Yiddish in the Post-Holocaust Classroom
Part of a special volume of in Canadian Jewish Studies / Études juives canadiennes dedicated to Jewish education in Canada, my recently published article “Joshua, King David, and the Flying Nun: Doodles and Reader Annotations in Post-Holocaust Yiddish Primers for Children” explores humorous and insightful children’s doodles and reader annotations in Yiddish textbooks used by students in Toronto in the 1950s -70s. Constituting a kind of midrash, these annotations offer a window into children’s developing relationship between Yiddish and Jewishness.
These books are deceptively sophisticated texts, and their readers responded in subtle but equally sophisticated ways. Students in Yiddish supplementary schools used texts produced by educators steeped in a diaspora nationalist pedagogy that reflected the ideological coupling of Yiddish and Yiddishkeit: the Yiddish language informed one’s sense of Jewishness. By the 1960s, doodles students left in their schoolbooks challenged this coupling of language and identity. Though it is generally supposed that Yiddish primers ultimately tell us more about the aspirations of adults than they do about the experiences of children, reading these texts together reveals that children evolved their own relationship between Yiddish and Jewishness that was far more subtle than what they encountered in their textbooks. Postwar primers emphasize maintaining the Yiddish language on American soil, to the exclusion of the external culture; children’s doodles argue that more important than preserving the language was locating Yiddishkeit in the culture around them.

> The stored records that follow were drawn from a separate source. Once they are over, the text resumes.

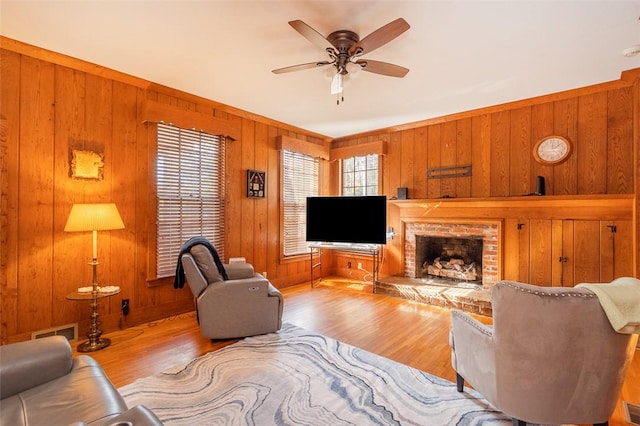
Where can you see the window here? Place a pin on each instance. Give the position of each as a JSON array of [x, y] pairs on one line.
[[360, 175], [190, 185], [300, 180]]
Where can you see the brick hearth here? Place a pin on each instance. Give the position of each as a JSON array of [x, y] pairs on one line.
[[467, 297]]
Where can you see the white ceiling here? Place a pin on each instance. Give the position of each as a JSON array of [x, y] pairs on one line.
[[462, 54]]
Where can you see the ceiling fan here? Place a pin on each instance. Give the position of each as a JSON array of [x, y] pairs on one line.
[[345, 49]]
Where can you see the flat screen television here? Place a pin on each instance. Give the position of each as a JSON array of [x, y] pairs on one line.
[[349, 219]]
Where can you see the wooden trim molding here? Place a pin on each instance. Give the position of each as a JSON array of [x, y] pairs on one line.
[[377, 147], [304, 147], [595, 207], [156, 112]]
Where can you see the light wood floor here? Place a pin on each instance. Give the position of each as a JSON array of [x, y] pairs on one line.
[[408, 332]]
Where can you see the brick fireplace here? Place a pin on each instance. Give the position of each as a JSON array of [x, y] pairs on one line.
[[462, 292], [450, 238]]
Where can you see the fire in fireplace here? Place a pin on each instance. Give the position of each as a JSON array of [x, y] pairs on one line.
[[456, 258]]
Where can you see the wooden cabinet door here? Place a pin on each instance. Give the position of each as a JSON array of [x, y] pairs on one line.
[[540, 252], [616, 249], [586, 252]]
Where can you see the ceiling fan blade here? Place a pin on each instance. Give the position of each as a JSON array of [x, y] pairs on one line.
[[383, 68], [301, 67], [310, 34], [379, 37]]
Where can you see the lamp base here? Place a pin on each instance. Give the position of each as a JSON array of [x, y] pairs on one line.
[[90, 346]]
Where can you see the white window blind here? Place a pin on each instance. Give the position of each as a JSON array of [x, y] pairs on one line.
[[190, 185], [360, 175], [300, 180]]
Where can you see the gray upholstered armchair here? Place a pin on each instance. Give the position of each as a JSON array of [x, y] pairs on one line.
[[551, 356], [243, 304]]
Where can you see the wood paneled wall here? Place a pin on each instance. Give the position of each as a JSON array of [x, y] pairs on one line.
[[497, 142], [50, 103]]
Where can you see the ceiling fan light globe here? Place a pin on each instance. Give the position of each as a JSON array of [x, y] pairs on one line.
[[353, 69], [336, 84], [329, 73]]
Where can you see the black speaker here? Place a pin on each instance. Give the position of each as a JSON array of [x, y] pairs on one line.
[[403, 193], [540, 187]]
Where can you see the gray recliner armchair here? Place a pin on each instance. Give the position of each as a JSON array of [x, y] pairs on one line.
[[550, 357], [245, 304]]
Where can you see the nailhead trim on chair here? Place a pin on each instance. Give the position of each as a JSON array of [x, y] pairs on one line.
[[481, 328], [543, 293]]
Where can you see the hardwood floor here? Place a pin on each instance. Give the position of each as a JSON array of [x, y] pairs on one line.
[[408, 332]]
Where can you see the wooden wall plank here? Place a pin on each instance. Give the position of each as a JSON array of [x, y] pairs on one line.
[[448, 157], [36, 201], [408, 165], [273, 205], [246, 233], [540, 251], [124, 168], [592, 141], [434, 160], [463, 156], [565, 123], [500, 150], [10, 71], [481, 156], [541, 126], [260, 212], [519, 153], [393, 164], [73, 250], [619, 141], [420, 150]]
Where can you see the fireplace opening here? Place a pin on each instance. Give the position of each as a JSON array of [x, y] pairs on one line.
[[455, 258]]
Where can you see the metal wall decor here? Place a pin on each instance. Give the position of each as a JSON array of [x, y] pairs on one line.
[[448, 172], [256, 183]]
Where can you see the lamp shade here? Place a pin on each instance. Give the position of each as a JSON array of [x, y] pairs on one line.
[[93, 217]]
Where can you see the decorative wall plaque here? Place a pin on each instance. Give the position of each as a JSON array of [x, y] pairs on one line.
[[84, 164], [256, 181]]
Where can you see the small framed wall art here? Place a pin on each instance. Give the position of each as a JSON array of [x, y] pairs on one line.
[[256, 181]]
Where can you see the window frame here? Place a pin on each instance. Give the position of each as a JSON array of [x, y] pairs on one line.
[[301, 240], [366, 171], [161, 269]]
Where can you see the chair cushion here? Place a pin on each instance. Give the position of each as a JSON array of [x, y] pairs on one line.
[[207, 266]]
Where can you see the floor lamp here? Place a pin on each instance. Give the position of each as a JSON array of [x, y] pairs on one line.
[[94, 217]]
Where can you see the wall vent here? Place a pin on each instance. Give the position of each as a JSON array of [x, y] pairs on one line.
[[632, 413], [70, 331]]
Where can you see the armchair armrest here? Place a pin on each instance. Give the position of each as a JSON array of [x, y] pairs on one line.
[[473, 352], [28, 364], [236, 271]]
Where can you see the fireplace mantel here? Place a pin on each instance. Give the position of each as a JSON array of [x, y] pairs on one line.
[[591, 207]]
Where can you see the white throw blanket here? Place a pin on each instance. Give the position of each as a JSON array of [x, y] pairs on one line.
[[620, 300]]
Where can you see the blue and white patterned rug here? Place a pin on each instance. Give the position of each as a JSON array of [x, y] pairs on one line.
[[297, 377]]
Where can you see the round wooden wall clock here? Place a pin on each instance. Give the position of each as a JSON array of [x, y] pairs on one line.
[[552, 150]]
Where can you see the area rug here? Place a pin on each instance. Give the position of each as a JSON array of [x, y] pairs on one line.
[[298, 377]]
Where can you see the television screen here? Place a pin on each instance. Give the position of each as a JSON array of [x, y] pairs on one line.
[[361, 219]]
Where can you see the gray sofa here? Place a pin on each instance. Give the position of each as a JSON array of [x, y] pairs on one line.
[[41, 383]]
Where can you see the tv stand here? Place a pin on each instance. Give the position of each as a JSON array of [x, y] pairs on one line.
[[372, 250]]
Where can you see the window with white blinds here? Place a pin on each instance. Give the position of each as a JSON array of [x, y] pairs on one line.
[[190, 187], [300, 180], [360, 175]]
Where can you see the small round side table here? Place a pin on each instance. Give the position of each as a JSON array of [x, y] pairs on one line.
[[94, 343]]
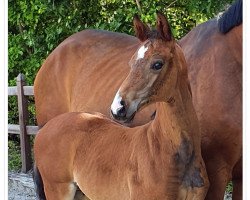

At the center of this study is a perhaps perennial question for Yiddish: that of national and social belonging. Images of flags, Stars of David, inscriptions of place and address, scrawls upon maps, and references to television commercials for personal hygiene products—which reflect conceptions about the body and its permissibility in society—appear in the margins and inside covers of these books, indicating that students possessed an awareness of the signs and symbols that formed the building blocks of national narratives undergirding both their Yiddish textbooks and the wider culture they inhabited. Doodles are a rough draft, not the finished product. They are a way of testing and rehearsing ideas, exercises in experimentation at a particular moment. They are raw, unhindered, and unprocessed, and reading them carefully illuminates the depth of their dimension.